Mój ulubiony moment tego koncertu, to kiedy zgasły światła, wiele osób wyciągnęło telefony, aparaty, zapalniczki co kto miał i całe trybuny wyglądały jak niebo nocą. MEGA!! Stałam za sceną i ten widok był niesamowity. Widziałam takie rzeczy wcześniej na koncertach ale właśnie tym razem to do mnie trafiło, może za sprawą słów, jakimi DMX podsumował ten moment "EVERY LIGHT IS A STAR, AND EVERY PERSON IS A LIGHT". To prosta prawda, ale często zapominamy o tym. Każdy z nas jest inny, wyjątkowy. Każdy z nas jest potrzebny na tym świecie i ma swoją rolę. Tak jak w ekipie każdy ma swoją rolę, nie jesteśmy tacy sami - są osoby bardziej dynamiczne, bardziej zrównoważone, bardziej zorganizowane itd. itd. i każda taka osoba dopełnia ekipę, niektóre są bardziej widoczne na zewnątrz, niektóre budują ją od środka. Tak jak w rodzinie są różne charaktery i para dopełnia się swoimi przeciwnościami tworząc udany związek. Rodzina to kilka osób, ekipa kilka/kilkanaście, ale potem są coraz większe kręgi do których przynależymy i jesteśmy ich częścią.

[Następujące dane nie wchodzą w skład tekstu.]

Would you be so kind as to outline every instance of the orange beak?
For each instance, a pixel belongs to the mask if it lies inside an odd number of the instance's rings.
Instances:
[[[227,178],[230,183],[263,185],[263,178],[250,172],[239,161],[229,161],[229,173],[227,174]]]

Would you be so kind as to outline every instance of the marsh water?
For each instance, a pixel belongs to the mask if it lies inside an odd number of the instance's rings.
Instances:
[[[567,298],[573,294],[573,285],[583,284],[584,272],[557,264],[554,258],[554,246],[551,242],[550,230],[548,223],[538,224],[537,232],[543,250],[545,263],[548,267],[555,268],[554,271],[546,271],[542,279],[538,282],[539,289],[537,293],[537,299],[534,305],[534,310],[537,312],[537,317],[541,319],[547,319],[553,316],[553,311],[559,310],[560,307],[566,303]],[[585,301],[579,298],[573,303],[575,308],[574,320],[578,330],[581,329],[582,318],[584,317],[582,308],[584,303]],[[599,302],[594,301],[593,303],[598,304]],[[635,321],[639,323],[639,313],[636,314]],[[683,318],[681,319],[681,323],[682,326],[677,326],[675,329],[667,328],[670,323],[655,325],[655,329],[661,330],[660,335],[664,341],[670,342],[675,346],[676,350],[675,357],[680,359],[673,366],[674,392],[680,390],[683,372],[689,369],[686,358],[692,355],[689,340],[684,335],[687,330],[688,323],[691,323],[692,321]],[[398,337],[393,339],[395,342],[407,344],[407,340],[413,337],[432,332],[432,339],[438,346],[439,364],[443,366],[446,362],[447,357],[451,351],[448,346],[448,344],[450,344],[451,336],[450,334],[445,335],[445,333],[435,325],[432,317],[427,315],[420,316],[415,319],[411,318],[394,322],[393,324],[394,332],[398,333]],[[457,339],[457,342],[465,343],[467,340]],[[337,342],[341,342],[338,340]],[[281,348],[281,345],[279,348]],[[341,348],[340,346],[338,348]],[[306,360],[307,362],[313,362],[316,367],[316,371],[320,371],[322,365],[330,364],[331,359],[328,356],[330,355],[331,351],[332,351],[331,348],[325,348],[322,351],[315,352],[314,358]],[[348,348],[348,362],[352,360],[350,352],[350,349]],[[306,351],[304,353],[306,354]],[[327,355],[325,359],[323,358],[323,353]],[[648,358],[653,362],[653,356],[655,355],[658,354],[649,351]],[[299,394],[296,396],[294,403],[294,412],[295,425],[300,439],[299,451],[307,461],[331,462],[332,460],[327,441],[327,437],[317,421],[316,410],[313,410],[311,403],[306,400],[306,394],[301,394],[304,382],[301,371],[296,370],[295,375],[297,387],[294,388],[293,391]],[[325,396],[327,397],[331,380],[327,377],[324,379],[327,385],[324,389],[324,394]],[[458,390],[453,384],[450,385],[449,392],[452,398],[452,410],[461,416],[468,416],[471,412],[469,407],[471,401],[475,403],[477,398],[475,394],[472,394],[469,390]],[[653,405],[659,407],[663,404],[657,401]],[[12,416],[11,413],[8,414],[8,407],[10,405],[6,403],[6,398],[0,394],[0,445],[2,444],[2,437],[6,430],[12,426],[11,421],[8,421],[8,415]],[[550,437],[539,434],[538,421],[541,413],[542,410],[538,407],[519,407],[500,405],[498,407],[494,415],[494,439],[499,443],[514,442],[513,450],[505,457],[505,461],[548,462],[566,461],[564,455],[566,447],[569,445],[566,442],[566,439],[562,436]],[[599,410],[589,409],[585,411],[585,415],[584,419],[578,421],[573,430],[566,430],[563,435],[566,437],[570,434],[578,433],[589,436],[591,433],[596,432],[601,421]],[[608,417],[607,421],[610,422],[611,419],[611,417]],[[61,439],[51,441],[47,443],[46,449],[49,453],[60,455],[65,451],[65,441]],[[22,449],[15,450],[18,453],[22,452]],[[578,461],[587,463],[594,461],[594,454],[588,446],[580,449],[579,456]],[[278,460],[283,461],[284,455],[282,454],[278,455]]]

zdjęcie podebrane z instagrama DMX'a :) |
Życzę każdej osobie która to czyta, żeby dostrzegła w sobie to światło i jego moc. Ale też żeby dostrzegać je w innych, każdy każdego dnia może Cię zainspirować i zmienić coś w Twoim życiu, nawet jeśli nie uważałeś tej osoby za autorytet i nie spodziewałbyś się tego. Może Cię zainspirować bezdomny człowiek, Twój uczeń, ktoś kogo znasz.. Kończę, bo zaczynam wchodzić w inny temat. To moje główne przemyślenie po tym koncercie. Każde światło jest gwiazdą, a każda osoba jest światłem!
Ciekawa jestem czy Ty masz inne przemyślenia, czy Ciebie ruszył inny moment? Czy masz inny wniosek po koncercie? Czy może żadnego, po prostu koncert urwał Ci banię jak chyba nam wszystkim i tyle :)?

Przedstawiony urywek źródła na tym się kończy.